The climactic song "Up Against the Wind" sung by Lori Perry became a popular viral internet meme sound bite in the late 2010s used in many TikTok and Instagram videos. The song was also sampled by many popular rappers including The Game, Lil Baby and Big Sean.

When asked in an interview with PeopleTV about a possible sequel to the film, Pinkett-Smith said: "That has been going on for years...my answer always is, there's no way I can do Set if Off without Vivica, Queen and Kimberly, that's just not gonna happen. Sometimes you gotta let a classic be a classic and just don't touch it." ET Live asked Fox about the possibility of Issa Rae creating a sequel, to which she replied, "It's a classic, leave it alone.

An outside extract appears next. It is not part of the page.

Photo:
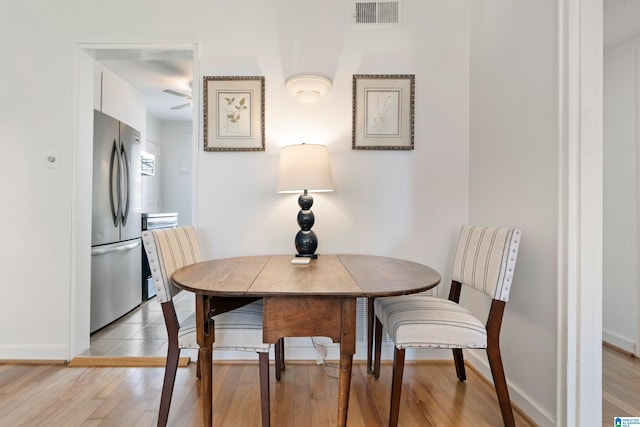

There's absolutely no reason to try to redo it, it's been done, and we did it so well that people are absolutely going to compare it and I think that's her taking on a tremendous chore because that film has become a cult classic and some things are better left (alone)...create your own thing...and if it's not good they are going to slay her for it."

Time listed Set it Off as one of "The 25 Best Heist Movies" in 2017.

=== Stage play adaptation ===
Stage theater director and producer Je’Caryous Johnson, a well known renowned playwright in urban stage play productions, adapted Set It Off as an Off-Broadway play titled SET IT OFF: Live on Stage, with the blessing of creator and writer of the movie, Takashi Bufford. The stage play had a multi-city tour production run in 2018 and 2021 with Da Brat starring as Cleo in both 2018 and 2021 productions. The 2018 main cast featured Kyla Pratt as Stony, LeToya Luckett as Frankie and Demetria McKinney as Tisean (T.T.). The 2021 cast featured Keshia Knight Pulliam as Tisean, Lil' Mo and Vanessa Simmons as Frankie (alternating shows), Drew Sidora, LaToya London and Marquita Goings as Stony (alternating shows) and Leon Robinson as Keith Weston. The ensemble featured James "Lil' JJ" Lewis, Bakesta King, Michael Finn, Ericka Pinkett, Jason Raines, Steven J. Scott and Carson Pursley.

The 2020 production run was halted due to the COVID-19 pandemic which led to a few rescheduling dates to premiere in early 2021 but was again delayed and resumed in October and officially closed with its final tour run in November 2021. The stage production ran for two and a half hours. The play was received with mixed reviews.